Psychological profiling is a tool that today is in commonplace use within law enforcement agencies around the globe. It’s a means of literally getting inside the mindset of a murderer – notably the serial killer – and working out what makes them tick in order to understand things like their underpinning motivations: why they kill, how they might select their victims and murder locations, etc., all in an effort to be able to identify them, perhaps pre-empt them, and bring them to justice.
Profiling has largely entered the public consciousness over the last 30-ish years thanks to crime novelists, films and TV shows, particularly those featuring the FBI. Perhaps the earliest public recognition of criminal profilers came in the form of actor William Petersen: long before he took up the sample kit and got involved in forensic investigation through the original CSI series, he starred in the 1986 film Manhunter, portraying fictional FBI criminal profiler Will Graham from Red Dragon, Thomas Harris’ 1981 psychological thriller.
I mention all of this because an examination of criminal psychology and psychosis is the subject of the second in an interesting series of lectures being presented in Sansar during October.
These lectures are being led by Anglo-Canadian criminologist writer (and – wait for it – alternate country musician; who said people can’t be multi-talented?) Dr. Lee Mellor.
I’m actually a little peeved with myself for missing the first lecture in the series, which took place on Wednesday, October 9th, as I gained an introduction and interest in criminal psychology while at college, thanks to a study of Criminal Shadows: Inside the Mind of the Serial Killer by David Canter, one of the UK’s ground-breaking criminal psychologists and founder of the International Academy for Investigative Psychology, an academy for researchers seeking to apply social science to investigative and legal processes .
- Friday, October 11th: Psychopathy and Psychosis – when you use the term ‘psycho’ are you referring to a psychopath or psychotic? Do you even know the difference? Lee Mellor helps us understand the basic neuroscience, psychological features, behaviours, and crime scenes of psychopathic and psychotic offenders through case studies.
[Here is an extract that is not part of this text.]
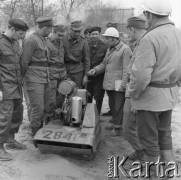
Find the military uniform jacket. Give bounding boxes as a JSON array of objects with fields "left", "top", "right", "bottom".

- Monday, October 14th: A motive for Murder – Dr. Mellor examines a plethora of motives to commit acts of murder from the utterly mundane to the thoroughly bizarre, and argues that there is rarely a motive, but rather, a number of intersecting motives, along with debunking the idea of the ‘senseless’ crime.
- Wednesday, October 16th: M.O. and Signature – an exploration of the crucial concepts of modus operandi and signature, their differentiations, and the necessity of being able to identify and distinguish between the two in order to effectively link crimes and bring an offender to justice.
- Friday, October 18th: Fetishism and Paraphilia – delves into the bizarre, fascinating, and controversial world of kinks, fetishes, and paraphilia: some utterly harmless, others indisputably dangerous – and some of which can manifest in crimes from breaking and enter to pre-mediated murder.
- Monday, October 21st: Sexual Sadism – for details, please refer to the Sansar Events page, once they have been published.
Note that(all lectures commence at 15:30 PDT, and can be found in the Sansar Events page on the web.
While clearly intended to sit hand-in-hand with the Halloween month, this set of lectures actually goes much further than a “gimmicky” play on horrors an things that go bump in the night (in this case, bodies hitting the ground / floor): they can actually help demonstrate how an environment like Sansar can be used for educational / lecture purposes and provide a forum for discussion of real world events, situation and circumstances.
Sadly, given the timing of the series – very late evening for me, when my time tends to be busy in both the physical and the virtual realms, I’m not sure I can make all of the lectures – but I certainly hope to grab them via Twitch or YouTube.